The man pretending to be you sits in front of a flat-screen computer monitor, in a small room in an office building you’d barely notice. A wireless telephone headset curves about his unshaven face.
Another man stands by, arrayed in guns and a curved knife. He wears a headset, too.
Their target’s face laughs on the computer screen. Her name is Aria Puffin. Grandmother. Widow. Sloppy with privacy on social media. Silver hair, pulled back in a long ponytail more often than not.
Your grandmother.
The computer dials.
“Hello?”
The man pretending to be you speaks into his headset.
“Grandma? Hi, it’s Nathan.”
“Nathan! It’s been so long! How are you?”
“Not good, Grandma.”
“What’s wrong?”
“I’m stuck in Quito.”
“Ecuador?”
“Yeah.”
“What on earth are you doing in Ecuador?”
“Business, for two days, but it’s been five now. A guy in the hotel bar offered to show me around on my free afternoon. We got stopped outside town by the police and, Grandma, the guy’s trunk was full of guns.”
“Guns?! What are you mixed up in?!”
“Grandma, I didn’t do anything. I don’t have much time, they’re gonna take me back to my cell soon. I need your help. I need to post bail. Please, don’t tell Dad, I–”
The man with the guns and knife takes over.
“Ms.
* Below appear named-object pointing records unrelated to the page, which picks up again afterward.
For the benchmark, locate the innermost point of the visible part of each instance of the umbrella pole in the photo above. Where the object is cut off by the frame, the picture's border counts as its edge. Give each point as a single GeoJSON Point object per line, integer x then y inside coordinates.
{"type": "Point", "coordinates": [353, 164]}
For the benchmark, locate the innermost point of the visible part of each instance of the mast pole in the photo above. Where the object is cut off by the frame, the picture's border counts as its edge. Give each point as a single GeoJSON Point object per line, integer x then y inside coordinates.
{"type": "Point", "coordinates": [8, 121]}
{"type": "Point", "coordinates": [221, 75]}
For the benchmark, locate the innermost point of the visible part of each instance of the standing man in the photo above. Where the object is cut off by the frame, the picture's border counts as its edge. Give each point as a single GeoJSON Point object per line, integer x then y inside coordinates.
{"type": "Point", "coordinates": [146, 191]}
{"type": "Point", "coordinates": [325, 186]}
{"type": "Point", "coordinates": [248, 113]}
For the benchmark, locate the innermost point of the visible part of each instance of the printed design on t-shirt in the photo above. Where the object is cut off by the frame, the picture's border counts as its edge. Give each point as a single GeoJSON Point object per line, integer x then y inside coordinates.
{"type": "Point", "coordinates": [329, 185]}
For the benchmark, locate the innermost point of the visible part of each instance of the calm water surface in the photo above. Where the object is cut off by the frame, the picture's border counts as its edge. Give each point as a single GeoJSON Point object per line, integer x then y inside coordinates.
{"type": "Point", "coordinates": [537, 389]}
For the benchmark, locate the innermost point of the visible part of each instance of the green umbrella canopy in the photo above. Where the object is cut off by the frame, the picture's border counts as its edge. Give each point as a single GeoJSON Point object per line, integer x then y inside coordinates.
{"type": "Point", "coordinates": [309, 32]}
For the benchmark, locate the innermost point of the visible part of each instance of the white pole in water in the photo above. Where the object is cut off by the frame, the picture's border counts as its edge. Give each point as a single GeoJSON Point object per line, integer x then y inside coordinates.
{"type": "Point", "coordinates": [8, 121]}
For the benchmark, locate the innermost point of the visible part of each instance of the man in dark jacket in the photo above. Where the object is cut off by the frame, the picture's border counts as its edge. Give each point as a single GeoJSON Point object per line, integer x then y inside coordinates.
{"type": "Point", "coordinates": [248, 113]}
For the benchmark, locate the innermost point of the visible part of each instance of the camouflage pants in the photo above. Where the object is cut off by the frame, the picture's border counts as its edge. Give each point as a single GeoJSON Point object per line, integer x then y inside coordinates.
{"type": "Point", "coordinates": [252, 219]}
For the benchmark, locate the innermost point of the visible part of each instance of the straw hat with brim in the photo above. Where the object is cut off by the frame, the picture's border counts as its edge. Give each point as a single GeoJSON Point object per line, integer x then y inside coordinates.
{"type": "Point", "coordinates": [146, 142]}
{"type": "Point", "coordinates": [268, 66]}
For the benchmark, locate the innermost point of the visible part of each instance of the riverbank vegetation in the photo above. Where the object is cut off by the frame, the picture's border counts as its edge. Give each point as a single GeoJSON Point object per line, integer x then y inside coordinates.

Puffin?”
“Who is this?”
“I’m a deputy where your grandson is in custody. He got into some trouble, but you can help him get out.”
The first man takes off his headset. He doesn’t care to hear the rest. He’s no longer pretending to be you.
He leaves the room and walks down a long hallway. All the doors on either side are locked except one near the end, where he’s headed. He’s never seen the people in the other rooms–there are no windows–but he hears male and female voices sometimes.
His room holds a bed, a Bible, a few changes of clothing in a suitcase with an airline tag still attached, and now him.
He sits down on the bed, opens the Bible, pulls a green pen from his pocket, and makes a two hundred twenty-first mark on the title page.
It helps to think of his targets as little green marks, instead of old men and women whose grandsons don’t call enough, their voices easily hijacked.
Little green marks.
It’s a numbers game. Eventually his debt will be paid.
He closes his eyes. He tries to shed you and your grandmother from mind and remember how he got stuck here, before the little green marks lashed themselves together, one to one to one, a lattice of surrogate memories. Clicks of glass on the hotel bar. Policía at the open trunk.
There are no mirrors in this place.
He fumbles for truths he can tell, and prays for the day when his own grandmother will appear on the screen, pixels shining through the lattice, one last target to set him free.